PRESETTLEMENT VEGETATION: The common forest types included northern hardwoods forest, jack pine barrens, white pine-red pine forest, hardwood-conifer swamp, and conifer swamp. Northern hardwoods were common on the end and ground moraines. Jack pine, along with northern pin oak, dominated the flat, droughty outwash plains, which occupy large portions of the section. Forests of white pine and red pine were located in narrow outwash channels and on the moraines at the edges of the outwash plains, where fires were relatively common, but less intense than on the outwash plains themselves. Conifer and hardwood-conifer swamps covered large parts of the lake plains, but also occurred along drainages throughout the section. See subsections and sub-subsections.
NATURAL DISTURBANCE: Windthrow was common on both upland hardwood and conifer forests. Fire was important in the jack pine-, red pine-, and white pine-dominated forests, but it also occurred infrequently in hardwood forests.

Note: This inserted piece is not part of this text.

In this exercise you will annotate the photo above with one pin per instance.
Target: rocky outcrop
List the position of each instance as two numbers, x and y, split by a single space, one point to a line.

PRESENT VEGETATION AND LAND USE: Most of the section remains forested. Intensive logging for white pine occurred in the latter half of the 19th century, causing major changes in forest composition. Eastern hemlock was also logged for the tannin industry, and northern hardwoods were harvested for many uses.
Following logging, farming was attempted on a broad range of soil types within the section. It failed on most of the sandy soils, but row crops are grown locally on some of the loamy soils. Some pasturing is also done, especially on the loamy moraines.
Orchards and vineyards are numerous along the Lake Michigan shoreline, where microclimatic conditions extend the growing season and reduce frost damage to fruit crops. Loamy soils are also preferred for the orchards and vineyards.
RARE PLANT COMMUNITIES: Northern grasslands associated with jack pine barrens are rare as a result of conversion to red pine or jack pine.
RARE PLANTS: See subsections and sub-subsections.
RARE ANIMALS: See subsections and sub-subsections.
NATURAL AREAS: See subsections and sub-subsections.
PUBLIC LAND MANAGERS: Huron-Manistee National Forests; Camp Grayling Military Reserve; Mackinaw and Pere Marquette State Forests; Kirtland Warbler Management Area.
CONSERVATION CONCERNS: Timber management is important throughout the section, which contains both state and national forests. These forest lands are important for diverse game and nongame plants and animals, including the federally threatened Kirtland's warbler. Oil and gas leases are common on State lands and continue to be environmental concerns, primarily because of the risk of ground-water contamination.
The Great Lakes shoreline is being rapidly developed for both recreation and residences. This development often conflicts with natural shoreline processes, such as erosion of shoreline bluffs and beach migration.
BOUNDARY JUSTIFICATIONS: See Section VI for discussion of the boundary between Section VI and Section VII. To the north, the boundary between Section VII and Section VIII is the boundary between Michigan's Lower and Upper Peninsula.